La jeune princesse, dont le prénom a était francisé en Marie-Antoinette, fait la connaissance de son époux : c’est un garçon timide et effacé si on le compare à ses frères cadets, les comtes de Provence et d’Artois. Devant la beauté, le charme et la vivacité de sa jeune épouse, Louis-Auguste reste de marbre, presque effrayé. Le mariage, où les deux conjoints sont désormais présents, se tient dans la chapelle du château de Versailles, le 16 mai. Si Marie-Antoinette semble heureuse et disposée à plaire à son mari, le dauphin semble ailleurs, et nerveux face à la belle épousée. Le lendemain,  le bruit court qu’il ne s’est rien passé entre les deux époux durant la nuit de noces. Louis XV ne s’en inquiète pas : il est de l’avis d’attendre, de laisser faire le temps. Il faudra effectivement attendre, et non pas des mois mais des années, pour que le mariage soit consommé.

La dauphine Marie-Antoinette, par François-Hubert Drouais (1773)
     La dauphine Marie-Antoinette, par François-Hubert Drouais (1773)

Pourquoi donc ne se passe-t-il rien entre Louis-Auguste et Marie-Antoinette une fois les rideaux du lit fermés ? A la vérité, il semble que la dauphine fasse peur à son époux. Elle est vive, belle et multiplie les attentions à son égard dans les premiers mois de leur mariage. A l’inverse, Louis-Auguste est renfermé et très complexé.

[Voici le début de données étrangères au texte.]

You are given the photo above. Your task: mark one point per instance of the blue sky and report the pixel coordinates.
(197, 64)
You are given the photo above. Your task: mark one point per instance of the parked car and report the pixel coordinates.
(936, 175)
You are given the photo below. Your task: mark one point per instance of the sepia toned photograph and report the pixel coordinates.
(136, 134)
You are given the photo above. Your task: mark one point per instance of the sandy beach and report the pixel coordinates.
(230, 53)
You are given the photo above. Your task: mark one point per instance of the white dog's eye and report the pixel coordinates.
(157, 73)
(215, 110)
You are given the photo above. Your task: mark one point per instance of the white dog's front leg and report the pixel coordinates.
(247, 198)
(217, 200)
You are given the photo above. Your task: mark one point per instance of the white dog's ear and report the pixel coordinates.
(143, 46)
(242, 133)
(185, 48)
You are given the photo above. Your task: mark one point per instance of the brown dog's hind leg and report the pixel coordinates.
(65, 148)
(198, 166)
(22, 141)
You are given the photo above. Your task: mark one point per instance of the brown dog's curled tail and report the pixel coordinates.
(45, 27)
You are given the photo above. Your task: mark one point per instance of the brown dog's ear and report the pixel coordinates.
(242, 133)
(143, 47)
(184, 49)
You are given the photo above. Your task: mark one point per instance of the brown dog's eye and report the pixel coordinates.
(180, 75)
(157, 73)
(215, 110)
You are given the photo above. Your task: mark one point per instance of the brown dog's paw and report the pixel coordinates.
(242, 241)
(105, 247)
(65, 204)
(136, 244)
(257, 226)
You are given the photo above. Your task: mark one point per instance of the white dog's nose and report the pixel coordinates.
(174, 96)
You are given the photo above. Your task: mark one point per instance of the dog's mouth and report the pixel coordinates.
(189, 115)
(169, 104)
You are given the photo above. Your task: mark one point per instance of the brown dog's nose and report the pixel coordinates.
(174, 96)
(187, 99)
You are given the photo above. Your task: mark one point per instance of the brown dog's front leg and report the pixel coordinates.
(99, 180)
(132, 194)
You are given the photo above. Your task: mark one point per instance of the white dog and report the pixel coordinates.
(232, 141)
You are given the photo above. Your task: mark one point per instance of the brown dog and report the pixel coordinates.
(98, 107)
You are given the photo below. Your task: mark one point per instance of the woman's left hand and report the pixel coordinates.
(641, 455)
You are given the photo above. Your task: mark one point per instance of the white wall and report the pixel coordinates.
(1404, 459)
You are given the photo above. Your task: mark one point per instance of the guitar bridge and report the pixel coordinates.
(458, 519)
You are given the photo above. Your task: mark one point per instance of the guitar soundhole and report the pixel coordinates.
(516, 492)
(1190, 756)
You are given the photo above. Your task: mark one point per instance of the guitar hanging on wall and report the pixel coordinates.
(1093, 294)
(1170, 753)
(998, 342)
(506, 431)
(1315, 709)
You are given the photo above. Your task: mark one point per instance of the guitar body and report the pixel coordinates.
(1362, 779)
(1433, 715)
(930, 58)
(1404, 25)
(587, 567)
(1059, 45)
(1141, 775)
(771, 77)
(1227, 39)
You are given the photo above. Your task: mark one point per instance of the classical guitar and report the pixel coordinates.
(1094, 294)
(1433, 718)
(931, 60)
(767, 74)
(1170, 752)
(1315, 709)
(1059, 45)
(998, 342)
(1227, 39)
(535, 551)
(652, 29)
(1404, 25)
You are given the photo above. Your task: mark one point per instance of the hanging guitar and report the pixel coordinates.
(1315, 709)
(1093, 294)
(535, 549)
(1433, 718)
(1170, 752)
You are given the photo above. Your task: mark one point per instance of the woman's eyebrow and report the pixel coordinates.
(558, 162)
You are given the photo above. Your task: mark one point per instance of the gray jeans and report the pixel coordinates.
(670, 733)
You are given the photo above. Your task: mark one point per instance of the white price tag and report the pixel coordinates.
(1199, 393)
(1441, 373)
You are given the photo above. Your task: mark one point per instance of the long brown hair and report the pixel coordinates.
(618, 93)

Quand son frère aîné, le duc de Bourgogne, est mort en 1761, ses parents ont dit que la mort  « s’était trompée de personne » car le jeune Louis-Auguste (alors duc de Berry) était également souffrant à cette époque . Après ce drame, toute la cour avait le regard posé non sur le duc de Berry, mais sur ses frères cadets : Louis-Stanislas de Provence (né en 1755), très mûr pour son âge, et Charles d’Artois (né en 1757), le petit dernier très enjoué. La plupart des courtisans semble alors regretter que le comte de Provence ne soit pas né avant Louis-Auguste. Seul son grand-père, Louis XV, et sa petite sœur, Madame Elisabeth, lui montrent un réel attachement. Louis-Auguste en est venu à se sentir inférieur aux autres, tandis que son épouse se met en avant. De plus, la défunte mère du dauphin, Marie-Josèphe de Saxe, s’est opposée jusqu’à sa mort, en 1767, à l’union de son fils avec une princesse issue de la famille des Habsbourg. De ce fait, les tantes de Louis-Auguste, Mesdames Adélaïde, Victoire et Sophie, ont fait naître chez le jeune homme un sentiment de méfiance envers sa femme : celle-ci, cette « Autrichienne » n’est en France qu’en tant qu’espionne à la solde des Habsbourg. Cela ne favorise en rien un rapprochement entre le dauphin et Marie-Antoinette. Leur emploi du temps et leurs passions sont également très différents : il aime lire, se lève à l’aube pour aller à la chasse et, par conséquent, se couche tôt ; la dauphine n’apprécie pas les lectures, préfère la danse et la musique, se couche tard (parfois au moment où son époux se lève) après avoir dansé ou assisté à un opéra et aime les fêtes, la foule. Cependant il faut un héritier à la France et, pour assurer sa position à la cour, Marie-Antoinette se doit de donner un fils à la couronne.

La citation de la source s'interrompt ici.